MARS2 2025多模态推理挑战赛:数据集、方法、成果、讨论与展望
MARS2 2025 Challenge on Multimodal Reasoning: Datasets, Methods, Results, Discussion, and Outlook
September 17, 2025
作者: Peng Xu, Shengwu Xiong, Jiajun Zhang, Yaxiong Chen, Bowen Zhou, Chen Change Loy, David A. Clifton, Kyoung Mu Lee, Luc Van Gool, Ruiming He, Ruilin Yao, Xinwei Long, Jirui Huang, Kai Tian, Sa Yang, Yihua Shao, Jin Feng, Yue Zhong, Jiakai Zhou, Cheng Tang, Tianyu Zou, Yifang Zhang, Junming Liang, Guoyou Li, Zhaoxiang Wang, Qiang Zhou, Yichen Zhao, Shili Xiong, Hyeongjin Nam, Jaerin Lee, Jaeyoung Chung, JoonKyu Park, Junghun Oh, Kanggeon Lee, Wooseok Lee, Juneyoung Ro, Turghun Osman, Can Hu, Chaoyang Liao, Cheng Chen, Chengcheng Han, Chenhao Qiu, Chong Peng, Cong Xu, Dailin Li, Feiyu Wang, Feng Gao, Guibo Zhu, Guopeng Tang, Haibo Lu, Han Fang, Han Qi, Hanxiao Wu, Haobo Cheng, Hongbo Sun, Hongyao Chen, Huayong Hu, Hui Li, Jiaheng Ma, Jiang Yu, Jianing Wang, Jie Yang, Jing He, Jinglin Zhou, Jingxuan Li, Josef Kittler, Lihao Zheng, Linnan Zhao, Mengxi Jia, Muyang Yan, Nguyen Thanh Thien, Pu Luo, Qi Li, Shien Song, Shijie Dong, Shuai Shao, Shutao Li, Taofeng Xue, Tianyang Xu, Tianyi Gao, Tingting Li, Wei Zhang, Weiyang Su, Xiaodong Dong, Xiao-Jun Wu, Xiaopeng Zhou, Xin Chen, Xin Wei, Xinyi You, Xudong Kang, Xujie Zhou, Xusheng Liu, Yanan Wang, Yanbin Huang, Yang Liu, Yang Yang, Yanglin Deng, Yashu Kang, Ye Yuan, Yi Wen, Yicen Tian, Yilin Tao, Yin Tang, Yipeng Lin, Yiqing Wang, Yiting Xi, Yongkang Yu, Yumei Li, Yuxin Qin, Yuying Chen, Yuzhe Cen, Zhaofan Zou, Zhaohong Liu, Zhehao Shen, Zhenglin Du, Zhengyang Li, Zhenni Huang, Zhenwei Shao, Zhilong Song, Zhiyong Feng, Zhiyu Wang, Zhou Yu, Ziang Li, Zihan Zhai, Zijian Zhang, Ziyang Peng, Ziyun Xiao, Zongshu Li
cs.AI
摘要
本文回顾了2025年MARS2多模态推理挑战赛。

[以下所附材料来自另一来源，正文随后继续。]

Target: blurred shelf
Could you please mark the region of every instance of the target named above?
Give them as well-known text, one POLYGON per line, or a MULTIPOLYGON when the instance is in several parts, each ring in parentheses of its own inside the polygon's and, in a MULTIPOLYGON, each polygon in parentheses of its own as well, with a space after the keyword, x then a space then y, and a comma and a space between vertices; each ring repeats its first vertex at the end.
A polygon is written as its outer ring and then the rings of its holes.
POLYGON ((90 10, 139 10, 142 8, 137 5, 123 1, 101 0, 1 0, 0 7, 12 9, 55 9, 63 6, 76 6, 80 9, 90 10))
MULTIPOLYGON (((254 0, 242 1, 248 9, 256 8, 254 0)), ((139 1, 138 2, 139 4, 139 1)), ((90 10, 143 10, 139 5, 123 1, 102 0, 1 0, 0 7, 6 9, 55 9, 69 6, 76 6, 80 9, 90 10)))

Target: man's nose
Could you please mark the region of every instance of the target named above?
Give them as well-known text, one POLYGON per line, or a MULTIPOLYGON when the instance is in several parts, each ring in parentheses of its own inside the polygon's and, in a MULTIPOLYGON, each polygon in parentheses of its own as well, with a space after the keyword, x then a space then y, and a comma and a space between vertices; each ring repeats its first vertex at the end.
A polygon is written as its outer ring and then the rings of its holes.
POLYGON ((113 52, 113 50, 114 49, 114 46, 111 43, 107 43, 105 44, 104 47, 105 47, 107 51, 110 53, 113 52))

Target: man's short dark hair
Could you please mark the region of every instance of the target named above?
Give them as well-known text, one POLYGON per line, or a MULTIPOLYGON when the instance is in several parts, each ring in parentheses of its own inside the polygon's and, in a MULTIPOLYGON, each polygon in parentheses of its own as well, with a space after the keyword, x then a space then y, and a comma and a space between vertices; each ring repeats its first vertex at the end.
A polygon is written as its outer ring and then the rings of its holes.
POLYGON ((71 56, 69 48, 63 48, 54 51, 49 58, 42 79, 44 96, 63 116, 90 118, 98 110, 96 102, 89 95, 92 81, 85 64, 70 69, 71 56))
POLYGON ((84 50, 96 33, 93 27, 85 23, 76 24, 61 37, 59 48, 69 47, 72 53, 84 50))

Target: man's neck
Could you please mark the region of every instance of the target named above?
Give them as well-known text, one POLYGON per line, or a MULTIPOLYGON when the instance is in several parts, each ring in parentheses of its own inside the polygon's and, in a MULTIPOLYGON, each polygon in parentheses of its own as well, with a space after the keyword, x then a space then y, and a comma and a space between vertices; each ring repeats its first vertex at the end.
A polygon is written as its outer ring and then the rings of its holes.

我们旨在通过一个大型基准测试,将多模态机器学习与大型语言模型(LLMs)的不同方法汇聚一堂,以期让研究者们更好地跟进这一快速发展的前沿领域。与此同时,日益增多的测试平台推动了通用大型语言模型的演进。因此,今年的MARS2聚焦于现实世界及特定场景,以拓宽多模态大模型(MLLMs)在推理应用中的边界。我们的组织团队发布了两个定制数据集——Lens和AdsQA作为测试集,分别支持12种日常场景中的通用推理以及广告视频中的领域特定推理。我们评估了包含通用MLLMs和任务专用模型在内的40多个基线模型,并开设了三个竞赛赛道:现实场景中的视觉定位(VG-RS)、具备空间意识的视觉问答(VQA-SA)以及创意广告视频中的视觉推理(VR-Ads)。最终,来自知名学术机构与企业的76支队伍报名参赛,超过40份有效提交(总计1200+)被纳入我们的排行榜。我们的数据集、代码集(40+基线模型与15+参赛者方法)及排名已在MARS2研讨会官网及我们的GitHub组织页面https://github.com/mars2workshop/上公开,我们将持续提供更新及未来活动的公告。
English
This paper reviews the MARS2 2025 Challenge on Multimodal Reasoning. We aim
to bring together different approaches in multimodal machine learning and LLMs
via a large benchmark. We hope it better allows researchers to follow the
state-of-the-art in this very dynamic area. Meanwhile, a growing number of
testbeds have boosted the evolution of general-purpose large language models.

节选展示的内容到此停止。